Elegant design and performance?Modern GPUs are parallel processing engines. Simplifying it hugely, GPU-fed instructions can be worked on by many mini-processors in tandem. Just add more of these cores and, voila, there's more power on tap. This lovely view of ever-more-powerful GPU design is constrained by a) manufacturing cost and yield issues b) heat c) process limitations and d) complexity, to name but a few.
In their highest-performing GPUs, NVIDIA and AMD look for the best compromise between silicon-chewing transistors, associated heat, and economic feasibility. We'd all love a 10,000-core GPU with a 75mm² die-space and an etail price of $49, but it's not likely to happen anytime soon.
Cutting to the chase, here is the standard GF100 'Fermi' die picture.
The numbers are large by any present standards. We can immediately see that NVIDIA has gone for a huge-die approach for design rather than mid-sized silicon with greater flexibility. But the devil is in the details.
The chip is effectively split into what NVIDIA terms Graphics Processing Clusters. Four GPCs make up one full-fat Fermi, and each GPC has standalone logic to be considered a mini-GPU in itself.
This picture shows the GPCs more clearly. Each GPC contains four Streaming Multiprocessors (SM), coloured green, that are composed of 32 'regular' cores each, leading to a per-GPC count of 128 and a GPU-wide tally of 512. It's difficult to draw accurate comparisons with AMD/ATI's setups, but the count compares favourably with the incumbent single-GPU GeForce GTX 285’s 240 cores.
As a strategic shift in thinking, the GPCs also contain their own setup engine, on-chip cache, and four texture units. One reason why NVIDIA has chosen to design mini-GPUs rather than a fixed top-to-bottom setup lies with the innate complexity in keeping up-to 512 cores properly fed with data, we imagine.
The 64 (16x4) texture units continue to offer the same filtering as on the GT 200 line. Appreciating that GeForce GTX 285 has 80 texture units, Fermi shouldn't fare as well, but the company has boosted the texture-unit clocks to 700MHz.
GF100's speed is set by the shader clock.
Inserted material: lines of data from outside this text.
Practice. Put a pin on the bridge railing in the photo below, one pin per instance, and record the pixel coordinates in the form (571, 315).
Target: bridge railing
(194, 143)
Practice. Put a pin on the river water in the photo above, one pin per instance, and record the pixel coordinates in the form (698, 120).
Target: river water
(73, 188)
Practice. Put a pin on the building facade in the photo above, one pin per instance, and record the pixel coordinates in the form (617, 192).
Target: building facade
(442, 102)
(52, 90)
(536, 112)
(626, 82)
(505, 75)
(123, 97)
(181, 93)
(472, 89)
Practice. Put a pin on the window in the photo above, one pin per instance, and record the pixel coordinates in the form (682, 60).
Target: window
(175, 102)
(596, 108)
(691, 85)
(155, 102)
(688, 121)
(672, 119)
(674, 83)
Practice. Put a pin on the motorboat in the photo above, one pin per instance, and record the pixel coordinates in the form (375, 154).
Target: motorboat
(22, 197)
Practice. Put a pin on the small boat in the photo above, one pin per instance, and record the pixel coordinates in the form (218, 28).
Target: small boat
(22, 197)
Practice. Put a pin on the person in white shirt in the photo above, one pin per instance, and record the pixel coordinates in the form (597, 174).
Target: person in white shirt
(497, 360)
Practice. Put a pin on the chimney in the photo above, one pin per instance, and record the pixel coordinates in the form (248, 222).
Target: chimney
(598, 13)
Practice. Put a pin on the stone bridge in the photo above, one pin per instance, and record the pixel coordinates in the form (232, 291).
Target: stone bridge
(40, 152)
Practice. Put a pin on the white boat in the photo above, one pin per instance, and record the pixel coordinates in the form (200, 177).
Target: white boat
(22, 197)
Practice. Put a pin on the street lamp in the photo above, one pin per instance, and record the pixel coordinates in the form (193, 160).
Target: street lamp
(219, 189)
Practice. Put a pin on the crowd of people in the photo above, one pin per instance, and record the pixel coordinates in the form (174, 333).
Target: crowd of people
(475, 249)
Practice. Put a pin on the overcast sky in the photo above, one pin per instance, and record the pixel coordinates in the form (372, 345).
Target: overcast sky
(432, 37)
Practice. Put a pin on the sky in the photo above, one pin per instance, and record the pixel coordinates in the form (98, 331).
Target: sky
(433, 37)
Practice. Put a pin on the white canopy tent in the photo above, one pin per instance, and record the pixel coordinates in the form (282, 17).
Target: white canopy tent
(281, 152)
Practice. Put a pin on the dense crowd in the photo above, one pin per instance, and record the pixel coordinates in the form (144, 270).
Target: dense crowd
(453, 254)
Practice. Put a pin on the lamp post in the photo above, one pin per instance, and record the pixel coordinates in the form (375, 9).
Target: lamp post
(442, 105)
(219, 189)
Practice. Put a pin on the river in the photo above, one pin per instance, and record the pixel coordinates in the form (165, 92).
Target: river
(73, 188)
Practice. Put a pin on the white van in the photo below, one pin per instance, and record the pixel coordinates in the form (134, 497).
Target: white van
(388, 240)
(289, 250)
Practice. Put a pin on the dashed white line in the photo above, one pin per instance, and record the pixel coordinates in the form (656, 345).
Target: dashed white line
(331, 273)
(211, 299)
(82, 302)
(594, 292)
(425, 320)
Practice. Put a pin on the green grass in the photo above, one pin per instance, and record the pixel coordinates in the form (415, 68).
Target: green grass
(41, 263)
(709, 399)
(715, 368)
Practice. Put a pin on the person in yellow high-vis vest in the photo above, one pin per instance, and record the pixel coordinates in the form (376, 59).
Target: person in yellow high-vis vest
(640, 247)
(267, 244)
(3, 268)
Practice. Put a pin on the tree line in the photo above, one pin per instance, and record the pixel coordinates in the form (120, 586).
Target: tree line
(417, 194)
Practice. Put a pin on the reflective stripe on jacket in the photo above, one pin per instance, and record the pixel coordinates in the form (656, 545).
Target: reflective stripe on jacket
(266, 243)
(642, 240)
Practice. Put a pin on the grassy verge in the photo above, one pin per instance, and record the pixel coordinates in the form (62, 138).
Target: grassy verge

The general clock, which influences almost all performance-related parameters - texturing, caches, PolyMorph Engine, etc - runs at half the shader-clock's speed.
Having mini-GPUs helps breaks down GPU complexity into manageable chunks and should pave the way for future NVIDIA designs that increase the processing cores to 1,000-plus.
DX11, the tessellator, and the question of geometry
Fermi is compliant with Microsoft's DX11 API. The rigid specification means that the GPU has to support hardware tessellation - the ability to generate complex, many-triangle models from low-detail inputs - multithreading, DirectCompute 11, and HDR texture compression.
Thinking of the processing of geometry and associated amplification benefits of tessellation in particular, Fermi’s 16 PolyMorph Engines, spread over the SMs, can now parallelise the initial setup and workload, giving more geometry oomph to the GPU, NVIDIA says. We'll examine the proof in the performance section. GPUs' geometry processing has taken a backseat when compared to the focus on shading power, and it seems as if NVIDIA is looking to realign that with Fermi.